Хотя понятно почему: во-первых, волновался так, как не переживал никогда в жизни; во-вторых, он еще помнил дом абсолютно пустым, если не считать его и Гелинию внутри этого большого здания. И та пустота удивительным образом не давила, была теплой, благожелательной. Тогда дом казался живым. Он, конечно, и сейчас оставался таковым, а с активированными узорами – даже более того, однако… по мнению высокомерных, но, хвала богам, сгинувших каганов, «толпа грязных людишек, вечно снующих туда-сюда» не давала в этом убедиться.

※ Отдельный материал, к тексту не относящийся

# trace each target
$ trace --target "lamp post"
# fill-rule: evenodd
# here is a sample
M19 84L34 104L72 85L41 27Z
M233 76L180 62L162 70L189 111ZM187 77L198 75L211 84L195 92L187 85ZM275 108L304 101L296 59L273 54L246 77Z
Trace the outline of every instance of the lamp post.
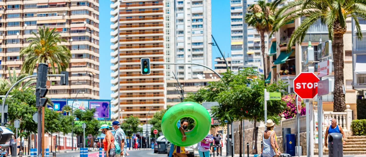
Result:
M223 54L223 52L221 52L221 50L220 50L220 48L219 47L219 45L217 45L217 43L216 42L216 40L215 40L215 38L213 37L213 36L212 34L211 34L211 36L212 37L212 39L213 39L213 42L214 43L210 43L208 44L210 44L213 46L216 46L217 47L217 48L219 49L219 51L220 51L220 54L221 54L221 56L223 56L224 58L224 61L225 61L225 64L226 64L226 70L229 71L229 66L228 66L228 62L226 61L226 59L225 59L225 56L224 56Z
M74 99L74 101L72 101L72 103L71 104L71 114L73 116L74 116L74 114L72 113L72 111L74 110L74 102L75 102L75 100L76 99L76 98L78 97L78 94L79 94L79 93L80 92L80 90L81 89L79 89L78 90L78 92L76 93L76 96L75 96L75 98ZM83 92L83 93L84 93ZM72 127L71 127L71 150L74 150L74 121L72 121Z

Задремавший под натужные стоны роженицы Терентий проснулся от богатырского крика младенца. Посмотрел, как ловко действуют повитухи, и даже не пошевелился, чтобы помочь. Опытные тиренки все делали правильно, а сияющая мамочка могла послужить натурщицей для сюжета «счастливая женщина». Целитель вгляделся в орущего малыша. «Здоров», – определил через пару мгновений и… не стал вставлять в ауру «младенческую силу» – тайную целительскую структуру, укрепляющую защитные силы человека.

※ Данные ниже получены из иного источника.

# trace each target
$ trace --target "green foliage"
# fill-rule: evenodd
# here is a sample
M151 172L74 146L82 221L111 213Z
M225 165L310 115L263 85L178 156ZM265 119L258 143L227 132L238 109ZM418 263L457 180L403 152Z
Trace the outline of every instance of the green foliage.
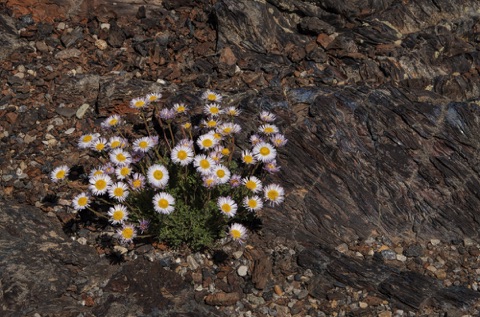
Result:
M120 117L114 115L102 123L102 135L91 133L80 138L79 147L93 149L92 156L100 160L102 165L96 169L90 167L89 191L73 198L74 209L90 209L107 218L118 226L117 237L122 243L131 243L136 237L144 236L155 237L174 248L186 245L193 250L201 250L212 247L226 234L243 243L247 237L247 229L243 225L253 228L253 224L258 223L255 211L261 209L263 203L278 204L283 201L283 189L278 185L271 189L277 192L276 195L261 191L268 173L278 171L275 148L286 143L282 135L277 135L276 140L272 139L272 134L276 133L272 131L278 129L276 126L265 127L269 125L265 123L273 121L275 116L272 113L260 116L264 134L255 142L252 141L247 154L239 153L235 133L240 131L240 127L234 121L240 111L230 107L222 114L220 105L209 103L219 102L220 95L207 91L202 96L207 103L203 109L205 120L198 126L193 125L186 105L175 104L167 108L159 105L159 94L153 97L147 95L146 98L131 101L131 107L139 110L139 118L144 122L142 129L128 129L128 125L121 125ZM150 110L148 106L151 106ZM210 107L218 107L218 113L209 114L212 111ZM220 122L226 124L217 128L216 124ZM198 144L207 135L213 138L213 143L218 143L215 148ZM120 140L116 145L112 141L115 138ZM98 146L99 142L105 143L105 149ZM141 142L144 144L141 145ZM255 145L258 143L264 145L263 150L257 150L256 153ZM181 154L180 150L183 151ZM117 156L116 151L123 151L121 155L127 158ZM134 159L134 156L138 156L135 151L143 154ZM131 160L128 158L130 155ZM200 155L205 155L212 162L208 174L193 162L194 156L198 158ZM244 155L250 156L252 162L244 160ZM268 160L262 155L268 155ZM125 162L122 162L123 159ZM165 177L165 183L160 185L148 173L149 168L156 166L168 171L168 180ZM218 173L212 176L212 173L215 174L214 168L222 166L228 172L227 176L230 174L230 179L225 177L221 180L223 176ZM120 171L124 168L130 169L125 175ZM68 167L61 166L52 171L51 178L60 183L66 181L66 175ZM253 176L258 177L255 180L258 190L242 185L242 180ZM97 177L109 183L108 191L97 183ZM206 178L214 181L208 182ZM117 187L118 192L114 190ZM160 198L155 201L155 197ZM245 199L258 202L258 208L255 204L245 203ZM102 208L92 208L98 204ZM107 214L105 210L108 210Z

Орден Исцеляющих не вмешивался в политику. В войнах участвовал исключительно в качестве лекарей, по возможности помогая обеим сторонам. Но был он жаден. Как весь орден в целом, так и большинство его членов. То ли это была особенность Силы, то ли воспитание в школах ордена шло в этом специфическом направлении. Но, как бы там ни было, когда древние маги-Исцеляющие создавали структуру «младенческой силы» – которая, кстати, в свое время резко снизила детскую смертность, – то получилась она с побочным эффектом. Во-первых, резко снижалась вероятность возникновения склонности к Силе (Целители были единственным орденом, который вел статистику в современном земном понимании этой науки); во-вторых, спустя много лет у некоторых людей с этой меткой могли возникнуть псевдозаболевания, излечиваемые только Целителями и, разумеется, за хорошие деньги. То, что, допустим, «красноглазие», «ложное бельмо» или «лицевой лишай» можно было не лечить вовсе – другое дело. Убийцами маги-Исцеляющие все же не были, и частенько псевдоболезни проходили сами. Вместе с юностью и наступлением брачного возраста. Но, пожалуй, главной особенностью той древней структуры была абсолютная скрытность: она полностью растворялась в ауре и обнаружить ее можно было, только если знать о ее существовании.